El cíngaro continuaba arrodillado, con las tenazas en la mano, mirando con sus ojos negros y brillantes, humilde y temeroso, la figura de Abidaga. Los guardianes atizaron el fuego que, sin necesidad de aquel gesto, proyectaba sus llamas hacia el techo. Toda la estancia se iluminó y se calentó, adquiriendo un aire solemne. Aquella edificación, que con la oscuridad resultaba pobre y miserable, creció de golpe, se ensanchó y se transformó. En la cuadra y en sus alrededores reinaba una emoción general y un silencio especialísimo, como ocurre siempre en los lugares en que se emplea la violencia para arrancar la verdad, en los que se tortura a un hombre vivo, en donde se producen acontecimientos fatídicos. Abidaga, el Plevliak y el prisionero se movían y hablaban como actores, y los demás andaban de puntillas, con la vista baja. Cada uno deseaba estar lejos de allí, sin tener nada que ver con aquel asunto, pero como semejante idea resultaba imposible, bajaban la voz, limitaban sus movimientos al mínimo, en un intento de alejarse cuanto fuera posible de aquella situación.
Viendo que el interrogatorio marchaba lentamente y que no prometía resultado alguno, Abidaga, con un movimiento de impaciencia, al que acompañó una sarta de insultos, salió de la cuadra. Tras él marchó contoneándose el Plevliak, seguido de sus guardianes.
Fuera, amanecía. El sol no había aún aparecido, pero el horizonte empezaba a clarear. Entre las colinas se veían unas nubes que formaban largas tiras de color violeta oscuro, pudiendo observarse a través de ellas un cielo claro y límpido, casi verde. Sobre la tierra húmeda se extendía un reguero de niebla baja, por encima de la cual se alzaban las copas de los árboles frutales con su folla]e claro y amarillento. Sin dejar de golpearse la bota con la fusta, Abidaga daba órdenes: había que continuar interrogando al culpable, en particular sobre sus cómplices; pero que no se le torturase en exceso, porque desfallecería; que se tuviese todo a punto para que, al mediodía, fuera empalado vivo sobre el andamio situado a más altura, al objeto de que fuese visto, desde las orillas del río, por toda la ciudad y todos los obreros; que se preparasen todos los detalles y que el pregonero anunciase por los barrios de la ciudad que todo el mundo podría ver al mediodía cómo terminaban los que se atrevían a sabotear la magna empresa del visir, y que la población masculina, turca o cristiana, niños o ancianos, debería acudir a presenciar la ejecución.

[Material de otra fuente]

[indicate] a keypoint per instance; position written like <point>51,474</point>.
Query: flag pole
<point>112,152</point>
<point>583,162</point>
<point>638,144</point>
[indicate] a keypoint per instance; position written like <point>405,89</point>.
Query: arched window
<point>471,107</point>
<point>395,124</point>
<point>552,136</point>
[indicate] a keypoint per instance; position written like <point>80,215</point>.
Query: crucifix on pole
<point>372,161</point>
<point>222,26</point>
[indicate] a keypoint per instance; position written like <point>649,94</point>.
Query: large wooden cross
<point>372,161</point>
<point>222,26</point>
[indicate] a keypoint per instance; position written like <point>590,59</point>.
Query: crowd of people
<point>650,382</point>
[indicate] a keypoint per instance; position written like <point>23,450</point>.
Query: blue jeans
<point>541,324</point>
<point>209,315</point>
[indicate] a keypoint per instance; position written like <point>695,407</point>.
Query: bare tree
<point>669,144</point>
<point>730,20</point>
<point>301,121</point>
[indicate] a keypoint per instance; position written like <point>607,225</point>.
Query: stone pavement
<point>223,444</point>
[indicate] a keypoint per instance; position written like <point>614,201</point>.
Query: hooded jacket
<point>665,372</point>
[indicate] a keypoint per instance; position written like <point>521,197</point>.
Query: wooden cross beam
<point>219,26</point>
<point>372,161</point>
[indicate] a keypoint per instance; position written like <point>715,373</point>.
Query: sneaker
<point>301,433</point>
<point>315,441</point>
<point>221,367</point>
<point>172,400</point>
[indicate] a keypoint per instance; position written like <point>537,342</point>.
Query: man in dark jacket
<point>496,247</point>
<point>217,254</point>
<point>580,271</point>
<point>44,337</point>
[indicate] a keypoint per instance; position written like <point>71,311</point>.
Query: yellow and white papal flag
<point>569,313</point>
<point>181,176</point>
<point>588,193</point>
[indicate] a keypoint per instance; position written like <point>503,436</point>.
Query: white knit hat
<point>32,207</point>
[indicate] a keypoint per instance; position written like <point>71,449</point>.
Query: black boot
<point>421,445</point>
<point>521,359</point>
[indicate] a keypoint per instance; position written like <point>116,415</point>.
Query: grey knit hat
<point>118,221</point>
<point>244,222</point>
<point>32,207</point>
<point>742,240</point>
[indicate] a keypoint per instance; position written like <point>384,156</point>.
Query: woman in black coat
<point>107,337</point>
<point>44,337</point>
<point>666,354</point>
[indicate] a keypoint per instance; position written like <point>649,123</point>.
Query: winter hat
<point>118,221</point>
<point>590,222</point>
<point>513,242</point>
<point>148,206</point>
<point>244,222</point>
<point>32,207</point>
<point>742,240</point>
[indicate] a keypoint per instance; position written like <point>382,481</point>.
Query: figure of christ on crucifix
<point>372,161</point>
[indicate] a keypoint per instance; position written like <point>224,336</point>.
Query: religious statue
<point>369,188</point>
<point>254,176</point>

El día que acababa de nacer era domingo. El domingo se trabajaba corno cualquier otro día, pero, en aquella ocasión, hasta los vigilantes estaban distraídos. Apenas había amanecido cuando ya corría la noticia de que el culpable había sido capturado y torturado y de que sería ejecutado al mediodía. El estado de ánimo, compuesto por una especie de reserva y de solemnidad, que remaba en el establo, se difundió por todas partes. Los trabajadores sufrieron en silencio evitando mirar a los demás a los ojos y concentrándose cada uno en la tarea que tenía ante sí, como si en ella residiese el principio y el fin del mundo.